On April 16, 2015, President Obama signed the Medicare Access and CHIP Reauthorization Act into law, which repealed the much-maligned sustainable growth rate formula. Physicians are breathing a sigh of relief as the SGR repeal prevented steep reimbursement cuts that have been threatening physicians since the late 1990s. Now that the focus is off SGR, physicians and policy makers can shift focus to new patient care models that are supported under MACRA.
Despite the “doc fix,” physician reimbursement still remains uncertain. The minimal annual fee increases 0.5 percent from 2015 through 2019. Because there are no increases through 2025, physician charges remain below the historic consumer price index. Also, these limited increases will likely impact third-party payer reimbursement schedules. Many practices are uncertain if stagnant reimbursement will cover ever-increasing costs.

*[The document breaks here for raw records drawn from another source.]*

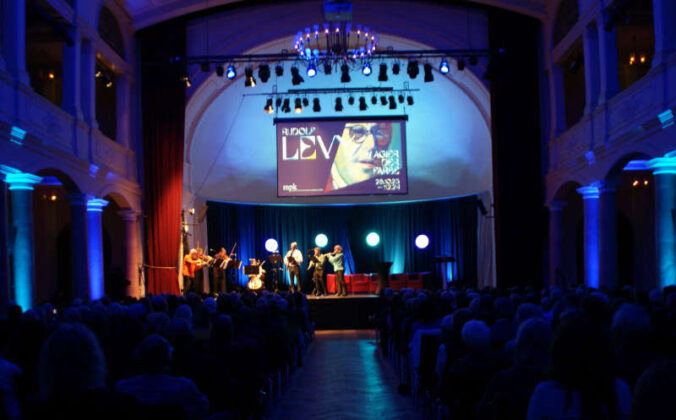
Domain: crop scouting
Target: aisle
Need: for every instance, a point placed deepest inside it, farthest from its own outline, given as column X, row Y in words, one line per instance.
column 344, row 377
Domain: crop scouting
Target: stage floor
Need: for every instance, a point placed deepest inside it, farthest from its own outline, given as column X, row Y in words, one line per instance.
column 352, row 312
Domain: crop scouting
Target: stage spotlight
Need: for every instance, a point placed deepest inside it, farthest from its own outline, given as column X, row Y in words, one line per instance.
column 311, row 70
column 321, row 240
column 461, row 64
column 271, row 245
column 422, row 241
column 412, row 69
column 362, row 104
column 268, row 106
column 429, row 77
column 296, row 79
column 382, row 74
column 395, row 68
column 264, row 73
column 344, row 74
column 231, row 73
column 443, row 67
column 249, row 80
column 372, row 239
column 339, row 104
column 366, row 69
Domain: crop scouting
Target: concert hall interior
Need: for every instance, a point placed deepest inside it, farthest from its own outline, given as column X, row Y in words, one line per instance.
column 249, row 209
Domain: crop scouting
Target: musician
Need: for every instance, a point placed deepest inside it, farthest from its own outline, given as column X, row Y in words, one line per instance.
column 190, row 262
column 217, row 284
column 318, row 274
column 336, row 259
column 292, row 261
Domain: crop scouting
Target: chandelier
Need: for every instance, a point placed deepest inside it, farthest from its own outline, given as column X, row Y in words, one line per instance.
column 335, row 41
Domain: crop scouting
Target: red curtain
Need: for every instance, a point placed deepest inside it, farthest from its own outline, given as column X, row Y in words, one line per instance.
column 163, row 114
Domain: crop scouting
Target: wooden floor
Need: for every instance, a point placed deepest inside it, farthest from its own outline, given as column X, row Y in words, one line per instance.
column 344, row 377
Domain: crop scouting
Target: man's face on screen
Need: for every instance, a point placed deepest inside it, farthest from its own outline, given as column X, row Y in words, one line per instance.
column 354, row 159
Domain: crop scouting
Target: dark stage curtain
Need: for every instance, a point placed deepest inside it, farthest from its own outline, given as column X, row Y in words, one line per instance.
column 163, row 105
column 451, row 225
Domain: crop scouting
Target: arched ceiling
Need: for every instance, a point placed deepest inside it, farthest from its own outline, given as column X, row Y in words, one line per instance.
column 149, row 12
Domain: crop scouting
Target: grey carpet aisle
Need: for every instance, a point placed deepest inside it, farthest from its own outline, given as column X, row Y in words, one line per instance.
column 344, row 377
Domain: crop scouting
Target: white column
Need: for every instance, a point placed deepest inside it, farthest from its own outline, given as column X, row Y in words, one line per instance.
column 590, row 40
column 79, row 245
column 555, row 240
column 23, row 250
column 590, row 197
column 95, row 242
column 131, row 264
column 664, row 171
column 609, row 78
column 664, row 17
column 123, row 104
column 88, row 83
column 71, row 75
column 608, row 276
column 14, row 39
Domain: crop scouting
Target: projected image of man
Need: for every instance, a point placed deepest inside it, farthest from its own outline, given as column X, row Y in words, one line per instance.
column 357, row 158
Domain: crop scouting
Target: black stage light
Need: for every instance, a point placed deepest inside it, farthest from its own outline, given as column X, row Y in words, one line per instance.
column 268, row 106
column 429, row 77
column 264, row 73
column 344, row 74
column 395, row 68
column 412, row 69
column 461, row 64
column 296, row 78
column 382, row 74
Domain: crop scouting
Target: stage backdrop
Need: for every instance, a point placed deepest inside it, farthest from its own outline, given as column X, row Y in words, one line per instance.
column 451, row 225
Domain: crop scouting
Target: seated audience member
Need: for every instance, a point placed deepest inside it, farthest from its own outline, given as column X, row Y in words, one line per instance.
column 509, row 392
column 156, row 388
column 654, row 393
column 583, row 385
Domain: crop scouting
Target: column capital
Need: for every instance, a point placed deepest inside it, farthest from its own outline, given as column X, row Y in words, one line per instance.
column 96, row 204
column 663, row 165
column 128, row 215
column 21, row 181
column 590, row 191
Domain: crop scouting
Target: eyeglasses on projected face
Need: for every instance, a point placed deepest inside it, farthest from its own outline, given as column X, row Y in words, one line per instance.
column 359, row 132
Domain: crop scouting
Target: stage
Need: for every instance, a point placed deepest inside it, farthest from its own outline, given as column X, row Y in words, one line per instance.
column 350, row 312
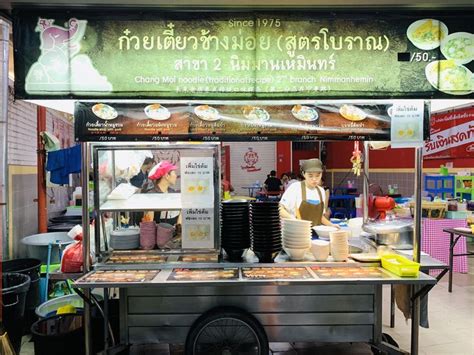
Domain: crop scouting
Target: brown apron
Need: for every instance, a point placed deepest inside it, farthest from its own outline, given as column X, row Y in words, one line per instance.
column 308, row 211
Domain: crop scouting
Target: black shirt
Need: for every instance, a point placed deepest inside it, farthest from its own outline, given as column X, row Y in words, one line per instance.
column 273, row 184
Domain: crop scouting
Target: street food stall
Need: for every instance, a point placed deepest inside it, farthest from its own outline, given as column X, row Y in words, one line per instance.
column 229, row 267
column 208, row 280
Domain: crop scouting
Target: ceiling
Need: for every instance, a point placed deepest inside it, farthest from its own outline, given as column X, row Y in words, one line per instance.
column 65, row 105
column 7, row 5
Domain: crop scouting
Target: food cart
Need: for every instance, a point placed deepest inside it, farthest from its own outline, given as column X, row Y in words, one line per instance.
column 193, row 294
column 259, row 57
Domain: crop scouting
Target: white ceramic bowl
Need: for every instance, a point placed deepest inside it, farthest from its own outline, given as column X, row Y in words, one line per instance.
column 295, row 222
column 292, row 229
column 297, row 234
column 298, row 245
column 296, row 254
column 323, row 231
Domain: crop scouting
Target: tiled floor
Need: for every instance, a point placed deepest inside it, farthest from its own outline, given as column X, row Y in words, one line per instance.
column 451, row 332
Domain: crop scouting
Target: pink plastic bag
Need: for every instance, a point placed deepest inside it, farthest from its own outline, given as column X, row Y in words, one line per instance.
column 72, row 260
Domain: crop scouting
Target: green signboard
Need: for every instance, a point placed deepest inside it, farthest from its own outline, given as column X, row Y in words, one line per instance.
column 243, row 55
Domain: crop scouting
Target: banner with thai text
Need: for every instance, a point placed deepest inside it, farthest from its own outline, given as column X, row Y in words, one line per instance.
column 236, row 120
column 82, row 54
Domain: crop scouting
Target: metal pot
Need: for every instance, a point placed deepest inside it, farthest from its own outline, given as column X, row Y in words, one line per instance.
column 397, row 234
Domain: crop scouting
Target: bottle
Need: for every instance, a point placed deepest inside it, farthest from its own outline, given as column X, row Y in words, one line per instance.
column 77, row 196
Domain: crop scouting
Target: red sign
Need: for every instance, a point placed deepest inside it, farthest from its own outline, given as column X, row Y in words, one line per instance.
column 451, row 135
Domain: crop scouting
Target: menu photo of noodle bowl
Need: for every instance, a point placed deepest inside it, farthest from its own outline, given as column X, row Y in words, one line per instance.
column 197, row 232
column 256, row 114
column 427, row 34
column 207, row 113
column 459, row 47
column 157, row 112
column 449, row 77
column 104, row 111
column 304, row 113
column 352, row 113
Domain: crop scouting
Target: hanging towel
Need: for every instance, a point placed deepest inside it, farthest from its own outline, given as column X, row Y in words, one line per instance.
column 63, row 162
column 56, row 165
column 73, row 156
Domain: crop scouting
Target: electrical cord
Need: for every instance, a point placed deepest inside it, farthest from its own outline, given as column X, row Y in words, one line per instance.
column 95, row 302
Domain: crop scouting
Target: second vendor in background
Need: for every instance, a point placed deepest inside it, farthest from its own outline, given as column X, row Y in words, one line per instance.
column 306, row 200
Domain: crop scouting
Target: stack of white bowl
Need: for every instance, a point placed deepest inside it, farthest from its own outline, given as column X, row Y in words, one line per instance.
column 296, row 236
column 339, row 245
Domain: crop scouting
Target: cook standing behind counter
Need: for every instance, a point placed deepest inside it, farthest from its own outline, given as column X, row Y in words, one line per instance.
column 306, row 200
column 163, row 176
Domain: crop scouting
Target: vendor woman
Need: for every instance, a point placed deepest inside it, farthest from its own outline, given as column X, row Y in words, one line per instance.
column 306, row 200
column 163, row 175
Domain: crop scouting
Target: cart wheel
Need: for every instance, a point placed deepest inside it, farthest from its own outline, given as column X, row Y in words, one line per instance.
column 388, row 339
column 227, row 331
column 376, row 351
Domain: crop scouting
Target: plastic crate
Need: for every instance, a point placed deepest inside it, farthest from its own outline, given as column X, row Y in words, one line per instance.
column 434, row 210
column 464, row 187
column 400, row 265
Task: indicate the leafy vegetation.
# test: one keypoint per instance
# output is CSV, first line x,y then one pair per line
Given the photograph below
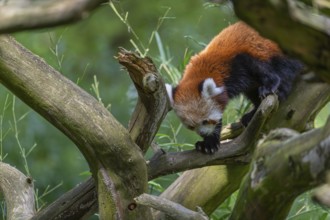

MACRA will encourage and quicken the shift towards value-based reimbursement systems. MACRA emphasizes quality over volume, and beginning in 2019, eligible professionals will be able to participate in the Merit Based Incentive Payment System. In 2026, Alternative Payment Models will permit certain professionals to be eligible for increased rates and incentives. Tracking and reporting quality data will be increasingly important. Because MIPS is budget-neutral, it is important to keep in mind that there will be downward adjustments as well. Since the parameters of these incentive payments are yet to be defined, the future of Medicare reimbursement still remains uncertain.
As the healthcare industry rapidly evolves, it’s likely that Medicare spending will continue to be a contentious topic. MACRA is estimated to cost $214 billion and add $141 billion to federal budget deficit over the next 10 years. Since APMs, which are designed to produce savings, are only theoretical at this point, it is unknown whether the anticipated savings can be achieved. So far, a definitive connection between healthcare delivery reform, payment reform and cost savings makes financial projections inexact. Efforts to control Medicare spending amidst the changing healthcare climate will be difficult, but also necessary.
While many are celebrating the victory of the SGR repeal, physicians and policy-makers can be assured that new issues and conflicts will likely ensue as MACRA is implemented and continues to be defined.